La guerre des rats(1999)
C’était là qu’ils trouveraient des Russes. Nous pouvons y arriver avant l’aube si nous ne nous faisons pas prendre, pensa-t-elle. Mais si les Allemands se sont emparés du centre de la ville, il y aura sans doute des patrouilles le long des berges pour empêcher les infiltrations.
— Suivez-moi, murmura-t-elle. Direction nord.
Fedya se plaça derrière elle, Youri hésita.
— C’est quoi, déjà, ton nom ? demanda le vieux paysan.
— Première classe Tania Tchernova.
— Tania, je peux pas me laisser conduire par une fille. Pas même par une Américaine. Je marcherai devant.
Le visage de la jeune femme ne montra aucune réaction. Elle n’avait rien à prouver. Youri l’avait vue s’écarter, terrifiée, du cadavre flottant dans l’eau, mais il ignorait tout de la partisane qui avait tranché des dizaines de gorges, posé des mines sous un train de ravitaillement, marché parmi les ennemis blessés pour finir le travail au pistolet. Il n’avait pas vu la petite-fille du médecin étrangler un prisonnier après lui avoir arraché ses secrets, ou rester cachée toute une journée avant de tirer pour tuer un ennemi à trois cents mètres. Mais le vieil homme était là pour se battre contre les Allemands. Pour cette unique raison, elle s’efforcerait de le garder en vie. Qu’il meure au moins de façon utile et non stupide, pensa-t-elle.
— Youri, j’ai passé l’année chez les partisans. Je me suis battue dans les forêts de Biélorussie. Je connais les nazis, je sais comment nous tirer de là. Ou vous me suivez, ou je pars seule. (Elle se tourna vers Fedya.) Ça vaut aussi pour toi.
Elle se mit en route, entendit derrière elle une brève discussion à mi-voix puis les pas des deux hommes.
Après avoir progressé une heure en s’arrêtant au moindre bruit, ils prirent conscience qu’ils ne parviendraient pas aux usines avant l’aube. Tania chercha un endroit où ils pourraient se cacher et passer le reste de la journée en attendant la nuit.

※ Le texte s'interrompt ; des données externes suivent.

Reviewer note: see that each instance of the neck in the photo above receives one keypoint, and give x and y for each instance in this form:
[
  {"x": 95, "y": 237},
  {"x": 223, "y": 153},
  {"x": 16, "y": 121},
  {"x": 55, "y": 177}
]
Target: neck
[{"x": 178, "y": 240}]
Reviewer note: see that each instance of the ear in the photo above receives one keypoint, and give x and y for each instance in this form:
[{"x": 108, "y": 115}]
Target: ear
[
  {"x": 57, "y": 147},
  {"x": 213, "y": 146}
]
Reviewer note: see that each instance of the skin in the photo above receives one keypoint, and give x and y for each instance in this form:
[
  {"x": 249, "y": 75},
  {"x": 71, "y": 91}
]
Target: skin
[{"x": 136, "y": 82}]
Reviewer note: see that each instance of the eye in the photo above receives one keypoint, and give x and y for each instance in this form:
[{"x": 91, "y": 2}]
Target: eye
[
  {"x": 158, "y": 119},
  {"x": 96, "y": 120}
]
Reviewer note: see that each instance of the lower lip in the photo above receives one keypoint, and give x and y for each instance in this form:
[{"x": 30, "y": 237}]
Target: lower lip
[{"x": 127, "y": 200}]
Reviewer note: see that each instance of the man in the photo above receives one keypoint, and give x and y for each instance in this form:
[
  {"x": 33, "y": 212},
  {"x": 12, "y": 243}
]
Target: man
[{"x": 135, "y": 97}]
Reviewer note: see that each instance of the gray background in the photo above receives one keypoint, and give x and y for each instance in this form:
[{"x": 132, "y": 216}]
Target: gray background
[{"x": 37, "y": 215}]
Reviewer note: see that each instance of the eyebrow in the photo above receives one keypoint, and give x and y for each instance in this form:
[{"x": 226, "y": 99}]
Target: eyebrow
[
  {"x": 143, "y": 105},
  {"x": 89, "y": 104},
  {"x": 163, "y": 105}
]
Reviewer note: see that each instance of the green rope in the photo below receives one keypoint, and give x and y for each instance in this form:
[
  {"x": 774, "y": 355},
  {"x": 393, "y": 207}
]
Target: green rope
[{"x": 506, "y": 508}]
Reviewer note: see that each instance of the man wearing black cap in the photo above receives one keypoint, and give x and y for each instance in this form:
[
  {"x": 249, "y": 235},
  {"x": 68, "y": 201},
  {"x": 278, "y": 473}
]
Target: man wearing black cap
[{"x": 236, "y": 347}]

Ils marchèrent une heure le long des falaises dans l’espoir d’y trouver une grotte ou un bunker abandonné. Avec les premières lueurs de l’aube, une odeur nauséabonde parvint à leurs narines. Tania plissa le nez, accéléra le pas. Un conduit apparut dans l’obscurité. D’un diamètre de deux mètres, il reliait le pied de la falaise au fleuve. Il s’échappait de sa bouche un air fétide et Tania eut l’impression que la puanteur lui traversait la peau.
— Une sortie d’égout, fit Fedya dans un hoquet.
Youri et Tania se regardèrent, hochèrent la tête.
Fedya recula avec un frisson de dégoût.
— Vous plaisantez ? Nous ne pouvons pas entrer là-dedans. C’est plein de merde ! Non, pas question !
Elle s’approcha de lui, porta ses doigts à ses lèvres.
— Nous n’avons pas le choix. Le jour va se lever.
— C’est que de la merde, Fedya, argua Youri. On en recouvre les champs tous les jours. Ça te fera pousser.
— Ça me fera vomir !
Tania tendit le bras vers le conduit.
— Là-dedans, personne ne nous verra. Allez.
Elle s’avança dans le tuyau, plaça son avant-bras sous son nez pour filtrer l’air avec sa manche. L’humidité poisseuse s’insinuait cependant dans ses narines, ses yeux, ses oreilles. Pardessus son épaule, elle regarda les deux autres. Bras croisés sur la poitrine, Youri se tenait droit comme un I, comme pour hisser son nez au-dessus des miasmes. Fedya avançait à pas lents, bras écartés, tel un funambule.
— Allez, Fedya, l’encouragea-t-elle. On ne fait que commencer.
À vingt mètres de la bouche du conduit, l’obscurité devint totale et Tania fit courir sa main sur la paroi visqueuse pour se guider. Elle sentit un courant d’air frais contre sa joue.
— Il y a une ouverture devant.
La main qui glissait le long du ciment se retrouva dans le vide. Un autre tuyau débouchait dans le conduit principal.
— On dirait qu’il remonte vers le nord. On marche jusqu’à ce qu’on trouve une plaque d’égout. Avec de la chance, on ressortira derrière nos lignes.
Elle frappa ses bottes l’une contre l’autre pour en faire tomber les excréments qui y étaient collés. Ses jambes de pantalon étaient mouillées jusqu’à l’entrecuisse. Derrière elle, Fedya progressait sans trop provoquer d’éclaboussures. Il devait se tenir sur la pointe des pieds, comme si on pouvait éviter de marcher sur de la merde dans un égout.